Memang tampaknya masyarakat Indonesia (terutama yg tinggal di koridor Bandung - Jakarta) harus mengalami dulu "macet - macet - total - total" baru ngeh dan belajar plus sadar bahwa sampai kapanpun jalan raya / toll SENDIRIAN tidak akan pernah bisa menyelesaikan dan memberi jawaban yg terbaik cara bepergian (apalagi untuk koridor seperti seperti Bandung - Jakarta). Baru sadar kalau sudah terlambat nanti dan harga yg dibayar akan terlalu mahal, karena INTANGIBLE Cost nya gak pernah ikut dihitung.


Kalau kita mau jujur ke diri kita sendiri, coba dijawab pertanyaan2 ini :

> memangnya kalau (misalnya) jalan toll dibuat sepuluh jalur dua arah, apa ya gak kelelep jalan di dalam kota Bandung dan Jakarta menampung arus masuk yg segitu gede (artinya membangun jalan toll sendiri - walaupun swasta dan mampu, itu adalah cerminan berpikir hanya sepihak dan "egois", short sight, impaknya ke seluruh sistem jalan dalam kota2 akan sangat berat / bencana buatan manusia modern).

> kalau semua pakai mobil (DAN TIDAK EFISIEN / SE EFISIEN KA) apakah masih cukup BBM FOSSIL untuk semua mobil, katakan hingga 25 - 50 tahun kedepan, kalaupun ada bagaimana kalau harganya selangit, apa masih kebeli (mau semuanya pakai hybrid??)

> kalau semua lahan diubah jadi jalan toll dan sebagai "domino efek" jalan pengumpan maupun penerimanya juga terpaksa di perlebar dan mencaplok apa saja di kiri kanannya, apa masih tersisa lahan buat sawah, kebun, rumah, sarana sosial, taman, jalur hijau, sekolah, lapangan olahraga dll. Bukannya ini akan jadi "the end of the world" ketika sejauh mata memandang cuma tampak jalan - jalan - jalan thok.

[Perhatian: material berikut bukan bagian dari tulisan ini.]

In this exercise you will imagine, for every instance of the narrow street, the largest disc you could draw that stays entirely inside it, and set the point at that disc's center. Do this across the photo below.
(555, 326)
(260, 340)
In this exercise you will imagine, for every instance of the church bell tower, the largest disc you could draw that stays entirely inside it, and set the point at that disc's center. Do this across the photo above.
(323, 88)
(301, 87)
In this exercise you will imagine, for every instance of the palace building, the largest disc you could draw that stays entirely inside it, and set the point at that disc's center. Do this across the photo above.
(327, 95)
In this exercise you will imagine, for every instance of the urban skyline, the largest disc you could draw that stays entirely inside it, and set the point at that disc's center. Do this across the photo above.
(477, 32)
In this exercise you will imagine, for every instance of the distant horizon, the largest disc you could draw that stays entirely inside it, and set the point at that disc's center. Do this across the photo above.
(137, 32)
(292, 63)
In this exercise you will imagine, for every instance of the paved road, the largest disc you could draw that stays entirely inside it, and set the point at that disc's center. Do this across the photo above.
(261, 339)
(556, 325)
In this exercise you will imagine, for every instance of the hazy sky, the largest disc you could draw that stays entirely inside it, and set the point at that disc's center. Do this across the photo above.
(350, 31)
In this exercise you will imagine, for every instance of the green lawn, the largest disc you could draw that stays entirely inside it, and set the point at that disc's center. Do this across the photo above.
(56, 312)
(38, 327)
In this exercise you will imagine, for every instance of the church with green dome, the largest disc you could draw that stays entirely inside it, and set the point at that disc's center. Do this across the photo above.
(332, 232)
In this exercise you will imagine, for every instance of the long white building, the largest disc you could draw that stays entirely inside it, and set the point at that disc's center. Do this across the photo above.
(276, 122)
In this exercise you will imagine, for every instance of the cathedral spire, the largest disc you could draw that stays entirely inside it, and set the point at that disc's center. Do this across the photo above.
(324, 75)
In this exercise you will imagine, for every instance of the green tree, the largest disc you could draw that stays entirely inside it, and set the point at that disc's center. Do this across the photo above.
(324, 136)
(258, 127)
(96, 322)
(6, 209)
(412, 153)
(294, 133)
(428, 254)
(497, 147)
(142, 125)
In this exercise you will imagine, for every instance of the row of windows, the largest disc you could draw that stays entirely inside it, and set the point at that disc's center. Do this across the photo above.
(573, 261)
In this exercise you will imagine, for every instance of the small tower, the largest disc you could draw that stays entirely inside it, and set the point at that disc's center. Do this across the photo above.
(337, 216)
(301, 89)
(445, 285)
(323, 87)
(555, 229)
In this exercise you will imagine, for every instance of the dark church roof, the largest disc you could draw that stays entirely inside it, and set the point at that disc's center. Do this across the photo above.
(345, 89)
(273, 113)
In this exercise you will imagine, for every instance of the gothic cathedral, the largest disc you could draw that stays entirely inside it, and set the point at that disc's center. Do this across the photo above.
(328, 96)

> berapa harga yg harus dibayar untuk korban2 akibat polusi, sakit kronis, sakit akut, kematian dini, kecelakaan Lalin akibat berseliwerannya jalan toll dan jalan lain dimana2, sesuatu yg selau "dilewat" oleh para pelaku bisnis jalan raya (yg egois) krn gak pernah mau rugi (pura2 bodoh, buta & budeg dan gak mau tahu).


INTI masalahnya tetap tidak / belum dipahami oleh sebagian masyarakat awam yg "tertipu" oleh janji2 jalan toll. Padahal yang harus selalu diukur ialah Efisiensi Pengangkutan per luas lahan yg ditempati, dalam bahasa yg lebih teknis = berapa orang yg bisa diangkut per luas kendaraan / lahan yg ditempati.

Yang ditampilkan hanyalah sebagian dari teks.